# RNN prototype

From the previous notebooks the following data was created:

1. audio signal resampled to 16kHz (mono)
1. segmentation of the audio signal into speech- and pause-segments derived from the raw data or through WebRTC
1. spectrograms or MFCC of the audio signal to use as training data
1. transcriptions for the raw speech segments in original and normalized form

We can now train an RNN that will learn the relationship between an audio signal and its textual representation using the [CTC loss function](https://www.cs.toronto.edu/~graves/icml_2006.pdf) as described in the [introduction](00_introduction.ipynb).

The spectrograms of speech segments (3.) and their transcriptions (4.) are called the _labelled data_. This data consists of the input data  `X` and the labels `Y`. To train the network we use only a part of it. This part is referred to as **training set**. To prevent overfitting on this set we use another part of the labelled data to form a **validation/dev set**.

This notebook describes the training of a RNN prototype. The prototype does not represent a valid RNN that can be used for RNN. Instead, it is trained on various input. The results are then compared in order to gain knowledge about the influence of different properties of the input on the result.

The goal of this process is to get valuable information to train a real RNN later. If the training is successful, the RNN will be able to output a transcription for unknown instances that is roughly equivalent to the actual transcription. We can evaluate the RNN's performance by comparing its output with the actual transcription on a **test-set**.

In [None]:
corpus_root = r'E:/' # define the path to where the corpus files are located!

As usual, some imports and some helper functions need to be defined before we start.

In [None]:
import os

from util.corpus_util import *
from util.audio_util import *

rl_corpus_root = os.path.join(corpus_root, 'readylingua-corpus')
ls_corpus_root = os.path.join(corpus_root, 'librispeech-corpus')

## Procedure

Since the pronunciation of a given piece of text is highly dependent on the language, we train the RNN only on a specific language of the corpus at a time.
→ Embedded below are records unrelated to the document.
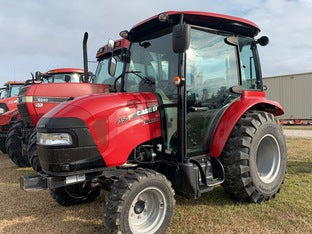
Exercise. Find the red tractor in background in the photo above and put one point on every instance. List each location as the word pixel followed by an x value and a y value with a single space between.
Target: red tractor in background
pixel 35 101
pixel 191 115
pixel 8 107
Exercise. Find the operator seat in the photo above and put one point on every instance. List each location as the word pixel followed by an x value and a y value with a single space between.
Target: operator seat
pixel 147 87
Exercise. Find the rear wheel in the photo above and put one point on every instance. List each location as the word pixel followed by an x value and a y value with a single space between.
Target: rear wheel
pixel 13 145
pixel 254 158
pixel 75 194
pixel 33 152
pixel 141 201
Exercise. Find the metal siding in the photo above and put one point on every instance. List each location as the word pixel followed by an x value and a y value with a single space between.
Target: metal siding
pixel 293 92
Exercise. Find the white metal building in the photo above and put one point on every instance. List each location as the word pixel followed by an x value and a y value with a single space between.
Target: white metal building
pixel 293 92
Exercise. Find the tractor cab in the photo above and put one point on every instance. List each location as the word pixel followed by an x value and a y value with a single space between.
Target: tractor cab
pixel 197 67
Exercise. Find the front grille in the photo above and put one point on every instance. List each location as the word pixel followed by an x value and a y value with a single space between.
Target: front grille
pixel 22 109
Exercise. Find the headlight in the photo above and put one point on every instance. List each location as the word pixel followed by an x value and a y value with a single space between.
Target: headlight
pixel 2 110
pixel 54 139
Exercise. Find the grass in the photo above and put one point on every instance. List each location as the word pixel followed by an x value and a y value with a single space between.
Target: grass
pixel 289 212
pixel 299 127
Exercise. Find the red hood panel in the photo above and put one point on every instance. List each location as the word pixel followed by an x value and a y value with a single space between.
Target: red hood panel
pixel 118 122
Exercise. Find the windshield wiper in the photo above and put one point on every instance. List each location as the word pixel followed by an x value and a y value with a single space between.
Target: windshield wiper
pixel 144 78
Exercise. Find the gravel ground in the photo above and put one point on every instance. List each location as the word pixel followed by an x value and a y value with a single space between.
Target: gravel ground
pixel 298 133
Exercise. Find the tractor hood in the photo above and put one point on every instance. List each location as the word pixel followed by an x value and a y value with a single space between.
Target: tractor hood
pixel 111 119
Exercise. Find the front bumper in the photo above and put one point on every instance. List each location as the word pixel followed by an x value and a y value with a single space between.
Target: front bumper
pixel 64 160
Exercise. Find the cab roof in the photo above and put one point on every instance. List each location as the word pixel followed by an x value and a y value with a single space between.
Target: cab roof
pixel 205 19
pixel 14 83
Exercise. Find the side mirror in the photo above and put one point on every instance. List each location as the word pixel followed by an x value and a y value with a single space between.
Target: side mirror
pixel 67 78
pixel 110 45
pixel 181 38
pixel 112 64
pixel 263 41
pixel 38 75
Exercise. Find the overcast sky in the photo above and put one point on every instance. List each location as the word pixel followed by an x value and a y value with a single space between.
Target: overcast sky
pixel 39 35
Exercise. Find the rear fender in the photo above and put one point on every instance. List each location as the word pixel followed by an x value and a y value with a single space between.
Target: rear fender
pixel 250 100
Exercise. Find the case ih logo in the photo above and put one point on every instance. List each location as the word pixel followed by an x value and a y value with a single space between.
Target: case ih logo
pixel 138 113
pixel 147 110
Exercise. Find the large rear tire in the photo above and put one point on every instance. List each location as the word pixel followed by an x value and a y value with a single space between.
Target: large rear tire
pixel 33 152
pixel 75 194
pixel 254 158
pixel 13 145
pixel 141 201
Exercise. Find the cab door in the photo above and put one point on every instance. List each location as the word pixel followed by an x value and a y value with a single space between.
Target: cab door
pixel 211 70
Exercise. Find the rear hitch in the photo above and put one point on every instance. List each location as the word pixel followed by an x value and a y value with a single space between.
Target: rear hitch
pixel 30 183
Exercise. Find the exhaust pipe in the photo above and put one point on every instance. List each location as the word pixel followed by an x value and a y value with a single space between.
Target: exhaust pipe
pixel 85 57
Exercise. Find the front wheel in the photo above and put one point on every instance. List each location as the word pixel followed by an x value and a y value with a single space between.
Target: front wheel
pixel 141 201
pixel 33 152
pixel 13 145
pixel 254 158
pixel 75 194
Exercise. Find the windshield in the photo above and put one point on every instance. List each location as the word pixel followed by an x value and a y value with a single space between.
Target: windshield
pixel 62 78
pixel 152 67
pixel 4 93
pixel 101 74
pixel 15 90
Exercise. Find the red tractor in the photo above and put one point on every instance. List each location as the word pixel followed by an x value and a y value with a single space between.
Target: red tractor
pixel 191 114
pixel 36 100
pixel 8 108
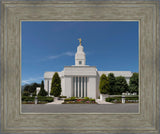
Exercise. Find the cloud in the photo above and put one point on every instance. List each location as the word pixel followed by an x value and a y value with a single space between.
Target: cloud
pixel 60 55
pixel 30 80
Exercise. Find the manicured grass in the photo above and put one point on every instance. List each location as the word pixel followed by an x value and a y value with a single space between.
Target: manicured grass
pixel 74 100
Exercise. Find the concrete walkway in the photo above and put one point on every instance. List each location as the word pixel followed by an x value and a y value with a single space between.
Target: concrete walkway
pixel 80 108
pixel 102 102
pixel 61 101
pixel 56 102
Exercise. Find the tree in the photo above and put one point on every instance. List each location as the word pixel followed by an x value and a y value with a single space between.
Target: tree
pixel 56 85
pixel 133 83
pixel 42 92
pixel 104 84
pixel 25 93
pixel 121 85
pixel 33 87
pixel 112 83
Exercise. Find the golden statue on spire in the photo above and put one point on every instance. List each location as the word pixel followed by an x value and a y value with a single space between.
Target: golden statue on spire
pixel 80 40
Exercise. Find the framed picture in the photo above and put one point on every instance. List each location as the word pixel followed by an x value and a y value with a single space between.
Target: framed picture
pixel 32 34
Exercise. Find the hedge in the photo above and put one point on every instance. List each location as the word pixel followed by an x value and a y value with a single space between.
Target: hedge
pixel 27 98
pixel 62 96
pixel 119 98
pixel 48 99
pixel 40 98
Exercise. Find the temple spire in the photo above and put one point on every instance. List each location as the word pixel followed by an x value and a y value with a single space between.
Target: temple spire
pixel 80 40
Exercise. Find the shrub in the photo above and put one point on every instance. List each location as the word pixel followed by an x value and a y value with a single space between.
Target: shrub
pixel 91 99
pixel 42 92
pixel 73 98
pixel 47 99
pixel 56 85
pixel 25 93
pixel 133 83
pixel 62 96
pixel 27 98
pixel 86 98
pixel 121 85
pixel 67 99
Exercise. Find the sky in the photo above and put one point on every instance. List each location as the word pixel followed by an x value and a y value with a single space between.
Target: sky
pixel 51 45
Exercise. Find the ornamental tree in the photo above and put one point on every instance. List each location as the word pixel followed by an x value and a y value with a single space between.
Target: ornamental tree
pixel 104 84
pixel 42 92
pixel 121 85
pixel 56 85
pixel 133 83
pixel 112 83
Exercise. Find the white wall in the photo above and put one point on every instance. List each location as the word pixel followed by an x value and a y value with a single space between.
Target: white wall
pixel 91 87
pixel 68 86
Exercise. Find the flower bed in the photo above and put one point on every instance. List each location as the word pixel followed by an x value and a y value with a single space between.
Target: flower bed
pixel 41 100
pixel 128 99
pixel 74 100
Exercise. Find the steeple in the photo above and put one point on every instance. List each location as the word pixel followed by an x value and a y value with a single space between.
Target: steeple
pixel 80 57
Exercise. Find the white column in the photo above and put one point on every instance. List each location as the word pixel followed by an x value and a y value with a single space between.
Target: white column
pixel 75 86
pixel 49 87
pixel 81 86
pixel 78 86
pixel 85 87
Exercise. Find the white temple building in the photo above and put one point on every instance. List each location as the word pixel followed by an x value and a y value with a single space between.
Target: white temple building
pixel 81 80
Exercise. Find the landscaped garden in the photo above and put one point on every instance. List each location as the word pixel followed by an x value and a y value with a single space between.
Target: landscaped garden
pixel 40 100
pixel 128 99
pixel 74 100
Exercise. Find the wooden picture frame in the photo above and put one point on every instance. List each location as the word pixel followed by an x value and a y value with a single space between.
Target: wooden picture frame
pixel 146 12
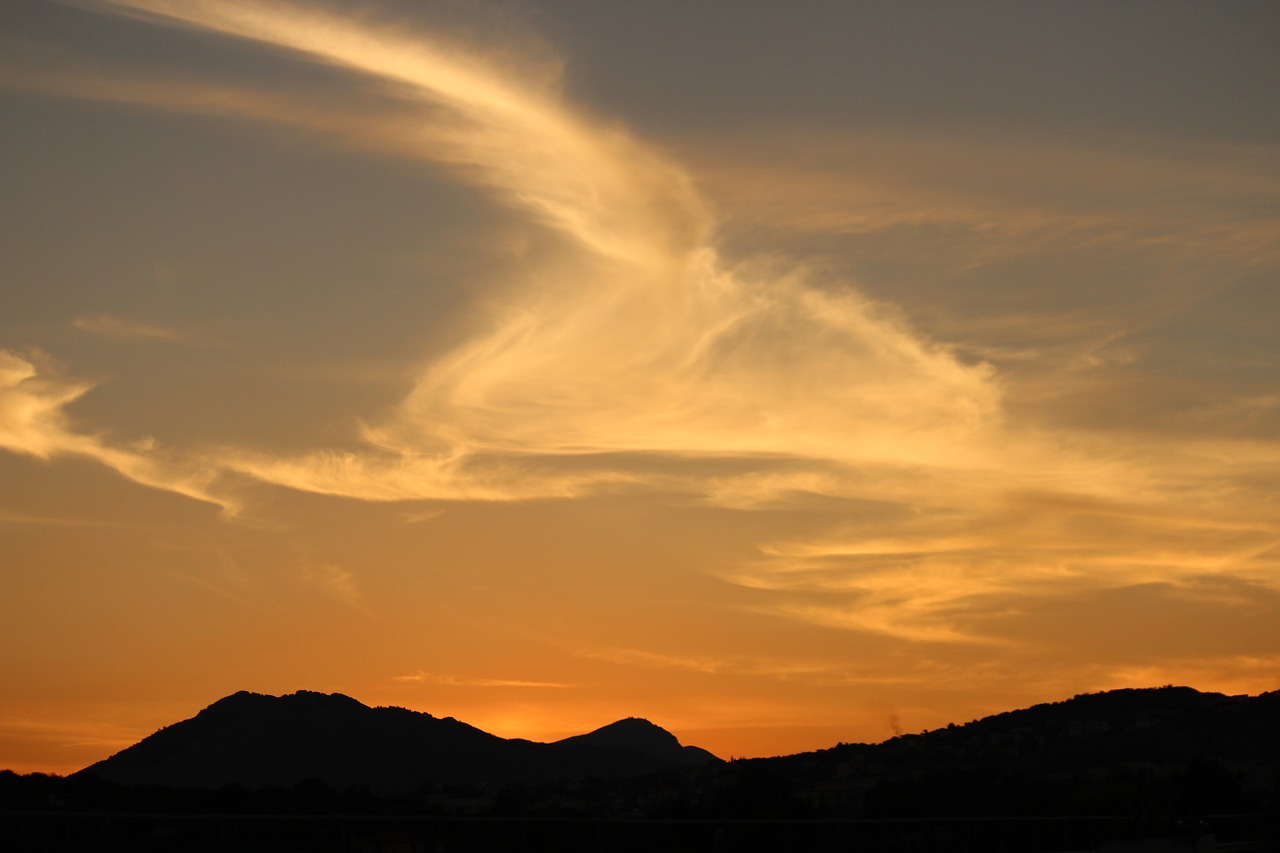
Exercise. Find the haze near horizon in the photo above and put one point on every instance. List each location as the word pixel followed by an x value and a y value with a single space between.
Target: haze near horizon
pixel 782 375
Therefore different RNN need to be trained for different languages. 

To show the impact of various properties of the training set, the following Proof of Concepts (PoC) are created:

* **PoC #1 (benchmark)**: We start with a very simple RNN that is only trained on five speech segments from a single corpus entry in German and observe the training progress.
* **PoC #2 (convergence for German)**: We then compare the results by extending this example. The same RNN is trained on the same corpus entry, but this time with all speech segments. This should give us some hints as to how additional input from the same distribution will influence convergence during the learning progress.
* **PoC #3 (language, sequence length)**: The same RNN is trained again with only five speech segments, but those are taken from a corpus entry in a different language (English instead of German). From the result we hope to infer some information about how robust the RNN architecture is to various languages.
* **PoC #4 (convergence for English)**: The same RNN is trained again with all speech segments of the English corpus Entry. Comparison with PoC#2 should give us some information about the influence of language on convergence.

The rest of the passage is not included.